GarbageBin.dispose(buffer);
buffer = null;
Kompatibilität: Funktioniert in Chrome 55+, Firefox 50+. Chrome 56 hat Probleme mit hängenden Daten. Ergebnis: Reduktion des Spitzen-Speichers um 100 MB in realen Szenarien.
Einschränkungen: Nicht für asm.js-Heaps (Firefox 49). Instabil über Versionen hinweg.
Worker-Trick für Stapelspeicherbereinigung
Worker.postMessage trennt ArrayBuffer. Das Beenden des Workers (self.close()) gibt sofort allen Thread-Speicher frei.
Optimierung: Sammle ~10 MB vor dem Herunterfahren, um Erstellungs-/Zerstörungsaufwand zu minimieren.
const GarbageBin = (() => {
const BIN_CAPACITY = 10_000_000;
/** @type {Worker | null} */
let worker = null;
let workerURL = '';
let bytesInWorker = 0;
function dispose(junk) {
if (typeof junk === 'object' && junk) {
const buffer = junk.buffer || junk;
if (buffer.byteLength) {
if (!worker) {
if (!workerURL) {
workerURL = URL.createObjectURL(new Blob([
`'use strict'; self.onmessage = ({data}) => { if (!data) self.close(); };`
], {type: 'application/javascript'}));
}
worker = new Worker(workerURL, {name: 'GarbageBin'});
}
bytesInWorker += buffer.byteLength;
worker.postMessage(buffer, [buffer]);
if (bytesInWorker > BIN_CAPACITY) {
clear();
}
}
}
}
function clear() {
if (worker) {
worker.postMessage(null);
worker = null;
bytesInWorker = 0;
}
}
return { dispose, clear };
})();
GarbageBin.clear() beim Herunterfahren aufrufen. Ergebnis: Chrome -310 MB, Firefox -70 MB Spitzen-Speicher.

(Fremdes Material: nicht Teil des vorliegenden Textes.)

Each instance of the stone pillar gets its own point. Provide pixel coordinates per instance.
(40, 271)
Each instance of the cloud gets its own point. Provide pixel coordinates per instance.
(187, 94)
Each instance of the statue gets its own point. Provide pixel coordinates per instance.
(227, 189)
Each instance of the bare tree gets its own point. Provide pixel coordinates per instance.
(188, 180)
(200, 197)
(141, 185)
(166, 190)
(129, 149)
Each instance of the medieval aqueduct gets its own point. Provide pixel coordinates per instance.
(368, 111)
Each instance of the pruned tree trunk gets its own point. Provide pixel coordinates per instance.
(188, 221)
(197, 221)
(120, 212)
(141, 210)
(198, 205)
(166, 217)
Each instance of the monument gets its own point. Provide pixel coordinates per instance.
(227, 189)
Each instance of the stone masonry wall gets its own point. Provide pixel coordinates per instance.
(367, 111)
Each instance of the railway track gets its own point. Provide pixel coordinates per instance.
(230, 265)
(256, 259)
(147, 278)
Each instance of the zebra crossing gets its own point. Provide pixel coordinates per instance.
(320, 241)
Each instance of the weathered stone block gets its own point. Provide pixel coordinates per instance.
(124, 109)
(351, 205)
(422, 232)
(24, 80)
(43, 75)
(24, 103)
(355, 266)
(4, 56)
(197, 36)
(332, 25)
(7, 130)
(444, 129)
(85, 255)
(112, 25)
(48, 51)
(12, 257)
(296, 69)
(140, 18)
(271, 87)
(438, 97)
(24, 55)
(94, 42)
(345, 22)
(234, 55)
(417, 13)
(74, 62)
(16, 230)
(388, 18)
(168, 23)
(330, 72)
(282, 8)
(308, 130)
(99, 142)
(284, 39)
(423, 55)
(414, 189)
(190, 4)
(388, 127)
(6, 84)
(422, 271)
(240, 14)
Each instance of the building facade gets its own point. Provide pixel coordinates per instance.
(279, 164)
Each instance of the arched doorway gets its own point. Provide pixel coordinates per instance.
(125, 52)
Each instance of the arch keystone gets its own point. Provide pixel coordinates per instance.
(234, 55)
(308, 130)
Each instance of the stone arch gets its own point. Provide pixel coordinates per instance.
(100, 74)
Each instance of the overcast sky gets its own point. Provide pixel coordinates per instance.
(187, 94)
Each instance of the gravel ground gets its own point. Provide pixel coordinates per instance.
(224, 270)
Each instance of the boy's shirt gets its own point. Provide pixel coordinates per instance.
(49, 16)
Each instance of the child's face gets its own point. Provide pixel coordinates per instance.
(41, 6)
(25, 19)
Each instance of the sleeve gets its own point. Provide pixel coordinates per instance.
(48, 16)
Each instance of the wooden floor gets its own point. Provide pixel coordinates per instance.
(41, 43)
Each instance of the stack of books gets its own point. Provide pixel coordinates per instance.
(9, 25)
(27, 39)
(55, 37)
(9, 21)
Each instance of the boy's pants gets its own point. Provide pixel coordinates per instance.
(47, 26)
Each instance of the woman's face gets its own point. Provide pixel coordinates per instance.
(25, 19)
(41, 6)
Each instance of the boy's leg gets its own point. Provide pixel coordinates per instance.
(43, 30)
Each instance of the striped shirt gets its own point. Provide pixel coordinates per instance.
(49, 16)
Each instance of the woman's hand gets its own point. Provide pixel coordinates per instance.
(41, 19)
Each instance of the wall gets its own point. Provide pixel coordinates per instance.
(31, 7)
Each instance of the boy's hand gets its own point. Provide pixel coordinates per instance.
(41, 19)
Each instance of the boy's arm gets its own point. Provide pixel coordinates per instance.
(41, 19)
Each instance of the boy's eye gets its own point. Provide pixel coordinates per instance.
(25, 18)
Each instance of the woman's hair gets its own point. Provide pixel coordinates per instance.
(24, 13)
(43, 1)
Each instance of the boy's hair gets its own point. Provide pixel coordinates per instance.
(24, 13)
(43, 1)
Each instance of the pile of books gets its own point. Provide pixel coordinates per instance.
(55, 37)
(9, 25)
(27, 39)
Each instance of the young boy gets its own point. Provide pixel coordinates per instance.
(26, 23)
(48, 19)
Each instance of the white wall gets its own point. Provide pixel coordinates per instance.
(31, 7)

Probleme: Virtuelle Adressraumauslaufen in Firefox 55+.
Leistungsvergleich und Empfehlungen
Getestet über 40 Minuten: CPU-Zyklen im Messfehlerbereich. MessageChannel langsamer als Worker in Firefox (synthetische Tests).
| Trick | Chrome-Effekt | Firefox-Effekt | Kompatibilität |
|---------------|---------------|----------------|-------------------|
| MessageChannel | -100 MB | Stabil | Gering |
| Worker | -310 MB | -70 MB | Hoch (auß. FF 55+)|
- Worker für Produktion nutzen: Zuverlässiger, größerer Effekt in Chrome.
- In Zielbrowsern testen: GC-Algorithmen entwickeln sich weiter.
- Für asm.js/WebAssembly-Heaps vermeiden.
- Mit Perfmon/Prozess-Explorer überwachen für Working Set.
Worker glänzt bei hohen Lasten (Video, Streams).
Wichtige Erkenntnisse
- Beide Tricks trennen ArrayBuffer via postMessage und beschleunigen den GC.
- Worker stapelt 10 MB, um Overhead zu reduzieren.
- Effekt: Bis zu 310 MB Spitzenreduktion bei Chrome-Streaming.
- CPU-Overhead <1% in realen Szenarien.
- Kompatibilität testen: GC-Änderungen brechen Tricks über Versionen.